Rüşvet ve sahtekârlığa karışan resmi görevliler: 1990'dan beri, rüşvet ve sahtekârlıklara adı karışmış kaç Avrupa Komisyonu üyesi bulunduğunu ve bunlardan kaçının işten atıldığını ya da disiplin cezası verildiğini lütfen açıklayınız!

Yasadışı icraat ihbarı yapan görevlilere yapılan işlemler: İngiltere'de, bizim uzun yıllardır uygulamakta olduğumuz bir iş yasası bulunmaktadır. Bu yasaya göre, işverenlerin yasadışı icraatlarını ya da yolsuzluklarını ihbar eden çalışanlar yasalarca korunur.

Bu kişiler ayrıca, İş Mahkemelerinde büyük tazminat davaları açma hakkına sahiptirler.
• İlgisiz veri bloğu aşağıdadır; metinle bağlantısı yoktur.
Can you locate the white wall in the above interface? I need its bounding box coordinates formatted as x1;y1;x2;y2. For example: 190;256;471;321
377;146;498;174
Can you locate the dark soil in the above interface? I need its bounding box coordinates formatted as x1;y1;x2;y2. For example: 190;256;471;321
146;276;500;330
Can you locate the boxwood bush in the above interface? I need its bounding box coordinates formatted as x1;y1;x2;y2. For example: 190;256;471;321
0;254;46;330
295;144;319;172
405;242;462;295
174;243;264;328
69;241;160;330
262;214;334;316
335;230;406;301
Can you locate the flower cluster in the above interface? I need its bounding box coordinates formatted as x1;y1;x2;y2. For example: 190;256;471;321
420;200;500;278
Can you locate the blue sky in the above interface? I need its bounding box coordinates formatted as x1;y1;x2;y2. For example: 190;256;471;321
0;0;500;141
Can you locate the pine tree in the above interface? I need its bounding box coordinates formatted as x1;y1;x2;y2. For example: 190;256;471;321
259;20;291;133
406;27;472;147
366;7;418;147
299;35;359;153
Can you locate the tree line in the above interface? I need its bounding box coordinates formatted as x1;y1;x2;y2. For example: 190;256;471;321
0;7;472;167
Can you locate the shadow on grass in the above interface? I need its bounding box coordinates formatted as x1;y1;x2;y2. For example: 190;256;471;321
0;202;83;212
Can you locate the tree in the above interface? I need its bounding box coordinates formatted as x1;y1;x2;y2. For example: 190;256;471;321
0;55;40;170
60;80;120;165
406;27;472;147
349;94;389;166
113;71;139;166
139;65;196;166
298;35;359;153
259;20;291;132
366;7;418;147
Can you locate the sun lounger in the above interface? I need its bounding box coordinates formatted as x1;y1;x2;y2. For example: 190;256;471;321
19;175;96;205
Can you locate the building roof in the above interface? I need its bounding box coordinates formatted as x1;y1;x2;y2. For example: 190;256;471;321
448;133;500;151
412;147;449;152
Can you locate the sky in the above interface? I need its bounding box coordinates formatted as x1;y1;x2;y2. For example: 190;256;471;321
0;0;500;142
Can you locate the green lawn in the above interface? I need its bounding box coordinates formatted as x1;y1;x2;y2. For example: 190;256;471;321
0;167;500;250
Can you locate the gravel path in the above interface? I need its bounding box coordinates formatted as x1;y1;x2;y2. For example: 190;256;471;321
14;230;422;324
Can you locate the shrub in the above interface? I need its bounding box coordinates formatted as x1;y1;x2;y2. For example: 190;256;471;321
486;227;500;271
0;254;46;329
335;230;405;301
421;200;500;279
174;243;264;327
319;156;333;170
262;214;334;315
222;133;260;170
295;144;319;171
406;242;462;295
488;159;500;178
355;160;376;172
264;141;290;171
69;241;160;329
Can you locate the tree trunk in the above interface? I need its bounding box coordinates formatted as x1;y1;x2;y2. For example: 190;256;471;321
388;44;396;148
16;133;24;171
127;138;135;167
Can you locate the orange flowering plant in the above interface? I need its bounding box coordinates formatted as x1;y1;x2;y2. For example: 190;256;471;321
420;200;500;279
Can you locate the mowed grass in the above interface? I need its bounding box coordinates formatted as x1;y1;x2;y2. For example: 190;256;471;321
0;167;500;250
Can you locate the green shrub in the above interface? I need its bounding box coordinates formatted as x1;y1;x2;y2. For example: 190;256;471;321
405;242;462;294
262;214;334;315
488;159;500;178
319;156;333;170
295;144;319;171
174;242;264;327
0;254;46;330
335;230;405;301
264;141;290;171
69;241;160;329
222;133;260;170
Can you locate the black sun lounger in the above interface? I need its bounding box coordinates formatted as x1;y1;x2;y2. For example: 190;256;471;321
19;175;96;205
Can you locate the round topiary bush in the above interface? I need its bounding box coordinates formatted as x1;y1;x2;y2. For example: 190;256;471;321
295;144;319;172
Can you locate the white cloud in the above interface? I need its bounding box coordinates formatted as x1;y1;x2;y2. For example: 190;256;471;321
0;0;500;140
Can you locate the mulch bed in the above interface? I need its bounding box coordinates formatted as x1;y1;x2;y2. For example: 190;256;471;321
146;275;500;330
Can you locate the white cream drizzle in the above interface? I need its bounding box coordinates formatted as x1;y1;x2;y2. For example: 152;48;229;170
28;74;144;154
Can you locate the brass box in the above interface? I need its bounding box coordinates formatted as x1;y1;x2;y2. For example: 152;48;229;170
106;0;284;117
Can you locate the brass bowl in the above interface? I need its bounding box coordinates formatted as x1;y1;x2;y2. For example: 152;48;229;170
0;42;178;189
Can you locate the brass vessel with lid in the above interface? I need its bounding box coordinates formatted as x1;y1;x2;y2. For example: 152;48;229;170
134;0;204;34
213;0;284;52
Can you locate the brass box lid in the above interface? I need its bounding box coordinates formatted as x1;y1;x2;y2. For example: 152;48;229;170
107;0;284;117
Ancak, öğrendiğime göre Avrupa Birliği bünyesindeki sahtekârlıkları ortaya çıkardıkları için, aşağıda adları yazılı olan görevliler cezalandırılmışlardır:       

 -Bernard Connolly Paul

-Van Buitenen Marta Andreasen.

Bu kişiler için verilmiş cezaların gerekçesi nedir?

1990'dan beri, Avrupa Komisyonu’nun rüşvet ve yolsuzluklarını su yüzüne çıkarmış olmalarından dolayı kaç kişi işinden atılmış ya da disiplin cezasına çarptırılmıştır?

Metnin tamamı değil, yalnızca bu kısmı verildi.